Anne Rosencher@ARosencher
"Elle m'a donné le cœur et l'inspiration" : le général de Gaulle et sa fille, Anne
Je suis allée ce mercredi à Colombey-les-Deux-Églises, en Haute-Marne, visiter la Boisserie, célèbre demeure du général de Gaulle, qu’il a achetée en 1934 et où il a vécu jusqu’à sa mort. C’est une gentilhommière de pierres blanches mangées par la vigne vierge. Et du haut de sa tour hexagonale, un pan de l’Histoire de France vous contemple. C’est pourquoi la volonté récente des petits-fils du Général, ses héritiers actuels, de vendre la demeure émeut aujourd’hui jusqu’au plus haut sommet de l’État.

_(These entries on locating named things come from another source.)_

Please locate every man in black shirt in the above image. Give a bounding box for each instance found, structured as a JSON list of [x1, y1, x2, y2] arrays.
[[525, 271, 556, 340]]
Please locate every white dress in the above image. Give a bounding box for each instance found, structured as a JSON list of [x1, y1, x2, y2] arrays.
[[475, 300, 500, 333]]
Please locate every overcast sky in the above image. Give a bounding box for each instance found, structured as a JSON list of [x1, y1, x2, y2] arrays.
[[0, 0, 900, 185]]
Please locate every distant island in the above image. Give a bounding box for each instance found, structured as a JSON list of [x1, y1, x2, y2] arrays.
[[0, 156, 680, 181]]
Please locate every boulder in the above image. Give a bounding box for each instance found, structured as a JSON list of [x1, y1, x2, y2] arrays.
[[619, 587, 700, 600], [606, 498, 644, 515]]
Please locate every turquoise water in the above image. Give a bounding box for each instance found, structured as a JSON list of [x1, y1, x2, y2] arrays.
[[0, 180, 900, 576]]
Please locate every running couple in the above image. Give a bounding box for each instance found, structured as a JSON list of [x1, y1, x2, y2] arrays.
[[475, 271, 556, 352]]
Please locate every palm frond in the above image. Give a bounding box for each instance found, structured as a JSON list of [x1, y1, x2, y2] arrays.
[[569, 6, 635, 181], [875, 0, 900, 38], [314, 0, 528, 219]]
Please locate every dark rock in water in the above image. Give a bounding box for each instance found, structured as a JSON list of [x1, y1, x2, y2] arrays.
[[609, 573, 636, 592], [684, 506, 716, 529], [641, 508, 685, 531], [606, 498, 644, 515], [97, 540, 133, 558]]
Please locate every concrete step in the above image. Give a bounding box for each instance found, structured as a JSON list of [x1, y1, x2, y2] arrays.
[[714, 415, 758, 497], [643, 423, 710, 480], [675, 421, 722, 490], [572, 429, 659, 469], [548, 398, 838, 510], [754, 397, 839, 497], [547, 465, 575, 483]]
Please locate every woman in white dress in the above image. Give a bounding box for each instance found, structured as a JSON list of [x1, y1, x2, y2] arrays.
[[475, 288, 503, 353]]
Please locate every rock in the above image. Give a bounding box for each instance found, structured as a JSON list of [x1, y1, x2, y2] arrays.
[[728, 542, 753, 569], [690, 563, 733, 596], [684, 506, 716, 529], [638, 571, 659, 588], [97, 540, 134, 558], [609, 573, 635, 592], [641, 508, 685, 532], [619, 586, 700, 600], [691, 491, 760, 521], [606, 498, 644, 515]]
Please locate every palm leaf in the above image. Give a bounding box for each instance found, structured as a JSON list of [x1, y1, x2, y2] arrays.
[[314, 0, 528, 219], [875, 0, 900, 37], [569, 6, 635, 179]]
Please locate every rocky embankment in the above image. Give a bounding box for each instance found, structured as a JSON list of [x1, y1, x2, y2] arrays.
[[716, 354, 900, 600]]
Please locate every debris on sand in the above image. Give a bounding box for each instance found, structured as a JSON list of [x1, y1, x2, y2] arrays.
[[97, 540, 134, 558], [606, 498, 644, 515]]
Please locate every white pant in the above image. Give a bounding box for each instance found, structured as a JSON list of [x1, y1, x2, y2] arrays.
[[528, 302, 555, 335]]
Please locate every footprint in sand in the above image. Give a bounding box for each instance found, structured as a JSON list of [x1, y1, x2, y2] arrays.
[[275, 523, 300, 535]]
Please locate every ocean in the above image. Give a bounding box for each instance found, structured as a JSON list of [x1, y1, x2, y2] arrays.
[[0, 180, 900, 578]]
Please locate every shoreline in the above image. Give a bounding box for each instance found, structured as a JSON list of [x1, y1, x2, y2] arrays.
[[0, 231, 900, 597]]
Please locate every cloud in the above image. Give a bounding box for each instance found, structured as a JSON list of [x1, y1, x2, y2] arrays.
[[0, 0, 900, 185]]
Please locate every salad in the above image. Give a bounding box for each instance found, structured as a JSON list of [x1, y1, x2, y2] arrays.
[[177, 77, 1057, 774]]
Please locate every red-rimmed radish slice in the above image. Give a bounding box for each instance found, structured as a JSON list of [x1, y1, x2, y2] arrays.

Mais n’est pas ce qui m’a marqué, moi, dans la visite de ce lieu de mémoire. Ce qui m’a émue, parce que cette histoire m’émeut depuis toujours, ce sont les traces, omniprésentes, de l’amour que portait le Général de Gaulle à Anne, sa fille trisomique. A une époque où la plupart des familles aisées éloignaient leurs enfants atteints de ce syndrome, Yvonne et Charles de Gaulle, eux, ont acheté la Boisserie pour qu’Anne puisse y vivre à leurs côtés, et au calme. Tous les historiens rapportent que le Général – grand homme s’il en est, « héros de la prédestination », comme le décrivait le résistant Daniel Cordier – se faisait tendre, joueur, et chanteur de comptines auprès de sa fille. Anne de Gaulle est morte à la Boisserie en 1948, à l’âge de 20 ans. Emportée par une broncho-pneumonie. Je suis allée au cimetière de Colombey, où sa tombe jouxte celle de ses parents, en un ensemble de marbre isolé du reste du cimetière. Le jour de l’enterrement d’Anne, en 1948, de Gaulle, droit devant la tombe de son enfant, a eu cette phrase bouleversante :« Maintenant, elle est comme les autres. »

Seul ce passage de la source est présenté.